Yesterday was a funny day, so funny (as in not even slightly) I need to get it off my chest.
I have a geek problem. I am writing crawlers that go off and collect information about web sites that are some how linked. A simple example is that having identified a few hundred competitors I then set out to try and gather information about them. I call this collection a cloud, not because its big but because its fluffy and random and difficult to manipulate, like clouds.
My problem is this. Once I’ve gathered a lot of data, I then find some new data that I want to add in. Adding in new data is easy if you don’t want to mess with your existing data but a spectacular pain if you have to start changing your database (and it contains 2 or 3 GB of stuff).
For a while I was happy with a tool called Django Evolution that lets you change your data model without exporting all you data and bringing it back in again… but it breaks. And Django Evolution really doesn’t like it if you want to change a field from TextField( “23.45″) into FloatField( 23.45 ). And it really doesn’t like it if you want to make big changes, evolution, in this case only works in very, very, small steps.
My other problem is this. At times I want to add in an arbitrary lump of data, for example a spreadsheet. I don’t want to have to manually create a table for it (with over a hundred columns) either, I just want to add it and see if it adds any value to my cloud. You’d think there’d be a (python) tool for importing a spreadsheet into MySQL wouldn’t you? The MySQL LOAD FILE needs you to define all the columns first. At this point I can vaguely remember than on Windows you could set things up so any file/database whatever was a data source, which right now sounds like a good idea.
Then I found Picalo a tool for Data Analysis and Fraud Detection. Yes, Fraud Detection! It hasn’t spotted me yet though. It’s a lovely tool (written in Python) that “in theory” lets you wire together MySQL databases and spreadsheets. Then you can create tables based on queries or python code so complex I really don’t understand it at all. It’s like proper maths and statistics… as in scary. The only problem with it, is that it doesn’t want to play with my databases… So tantalisingly close to a solution but not quite.
Picalo may still have legs though, I’ve not written it off just yet. It reminds me of a tool I used to use (I forget it’s name) for statistical analysis of web site log files. A practice which back then taught me, because the tool crashed so often, that I’d simply “gathered too much data” to be able to do anything useful with it. Mm?! Maybe I should pay attention to that memory.
My real problem is this. Relational databases are a pain. They aren’t really suited to what I’m trying to achieve. At best they’re slow to work with. At worst, I spend more time making the database work than making the data work…. if you know what I mean.

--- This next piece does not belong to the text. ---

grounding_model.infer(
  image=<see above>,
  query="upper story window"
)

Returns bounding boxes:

In desperation I tried adding the ZODB (Zope’s object database) to Django. Working with the ZODB brought back fond memories of when Zope was simple enough for me to use. I love the idea that you just make a python class persistent and it “just gets stored”. I’m very tempted. Thinking about it I should maybe use MySQL for the main part of my data and add an object layer of meaning on top of it… which is sort of what I did with Spinalot back in the day. Surely there has to be a better way. One of the things I “like” about MySQL is that when used with Django it’s very easy to create interfaces to explore my data, interfaces that can be adapted and tweaked on-the-fly.
I guess than Doug and Andy would tell me to have a go with DBXML like they have… but here my problems are these…. firstly, it looks difficult and secondly, until I get all my data in I don’t know if I’ll be able to get it in or get it out again.
There. A load of problems with no real answers… just what you wanted eh? Whinge over… for now.
I guess my ultimate problem, and maybe the answer to all my problems is this… I need geeky collaborators who are much better at all this than me. So if all of the above sounds understandable and easily fixable, do get in touch.